Martin Chavez, a member of Alphabet’s board and vice chairman of investment firm Sixth Street, sharply criticized the current U.S. approach to artificial intelligence regulation as inconsistent and unclear for developers and companies. Speaking at a Reuters event in London, Chavez highlighted the fragmented system where each AI model undergoes individual assessments with little transparency about decision-making processes.
Chavez argued that this reactive, case-by-case scrutiny creates an unpredictable environment that hinders innovation. He suggested regulators adopt a framework similar to the stress tests imposed on banks following the financial crisis—periodic, standardized evaluations designed to identify systemic risks after real-world failures surface. This approach, he said, would better align oversight with the fast-evolving nature of AI technology.
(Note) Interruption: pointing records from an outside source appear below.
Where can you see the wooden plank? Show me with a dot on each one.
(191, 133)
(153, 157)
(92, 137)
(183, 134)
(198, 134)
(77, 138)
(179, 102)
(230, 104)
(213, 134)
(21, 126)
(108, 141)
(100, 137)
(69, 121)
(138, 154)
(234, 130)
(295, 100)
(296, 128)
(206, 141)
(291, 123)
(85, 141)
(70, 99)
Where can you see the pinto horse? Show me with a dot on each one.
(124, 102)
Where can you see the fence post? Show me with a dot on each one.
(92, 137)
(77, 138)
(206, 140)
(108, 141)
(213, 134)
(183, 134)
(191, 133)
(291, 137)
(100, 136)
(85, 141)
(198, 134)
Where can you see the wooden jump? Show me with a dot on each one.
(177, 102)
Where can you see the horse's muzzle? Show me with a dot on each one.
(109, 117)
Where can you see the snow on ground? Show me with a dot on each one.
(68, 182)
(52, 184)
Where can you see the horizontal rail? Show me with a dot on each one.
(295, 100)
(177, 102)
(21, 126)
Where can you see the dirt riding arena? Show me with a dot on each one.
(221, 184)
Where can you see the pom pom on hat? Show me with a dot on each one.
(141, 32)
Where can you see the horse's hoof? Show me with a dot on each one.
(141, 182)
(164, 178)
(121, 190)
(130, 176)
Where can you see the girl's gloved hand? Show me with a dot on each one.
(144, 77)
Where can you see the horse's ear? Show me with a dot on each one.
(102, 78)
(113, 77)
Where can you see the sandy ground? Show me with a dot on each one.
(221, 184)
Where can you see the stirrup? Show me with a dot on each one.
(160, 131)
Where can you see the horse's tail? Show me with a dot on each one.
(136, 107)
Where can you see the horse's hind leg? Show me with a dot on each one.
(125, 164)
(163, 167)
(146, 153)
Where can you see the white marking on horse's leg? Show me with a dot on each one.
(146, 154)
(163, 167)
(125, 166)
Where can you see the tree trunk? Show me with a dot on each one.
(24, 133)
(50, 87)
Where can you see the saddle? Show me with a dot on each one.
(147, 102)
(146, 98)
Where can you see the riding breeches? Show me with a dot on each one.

The concern over AI’s rapid growth and its economic impact is growing among central bankers as well. The Bank for International Settlements cautioned in its 2026 Annual Economic Report that the AI investment boom faces pressure and risks including workforce disruption and supply chain bottlenecks. Policymakers are also increasingly factoring national security into AI governance.
In recent months, export control measures have intensified. Anthropic, a major AI developer, announced it would disable some of its most advanced models following a U.S. government directive restricting access by foreign nationals. The company opposed withdrawing widely deployed commercial products but faced mounting pressure amid vague national security justifications. Similarly, OpenAI delayed the full public launch of GPT-5 under governmental request, initially restricting use to preapproved partners whose information was shared with authorities. These steps demonstrate how regulatory bodies are shaping AI deployment even before comprehensive legislation is established.
Chavez’s critique also recalled prior tensions between Anthropic and U.S. military agencies over the use of AI models, which culminated in the company’s placement on a supply-chain blacklist effective later in 2026. This reflects an AI oversight landscape emerging in disjointed fragments—combining individual model reviews, export restrictions, and security-driven delays.
Companies developing AI now face navigating a complex maze of regulatory demands, national security concerns, and investor expectations without a unified framework. Chavez’s call for stress-test style oversight aims to address these challenges by fostering clearer, outcome-based regulation that adapts as AI technology and its risks mature.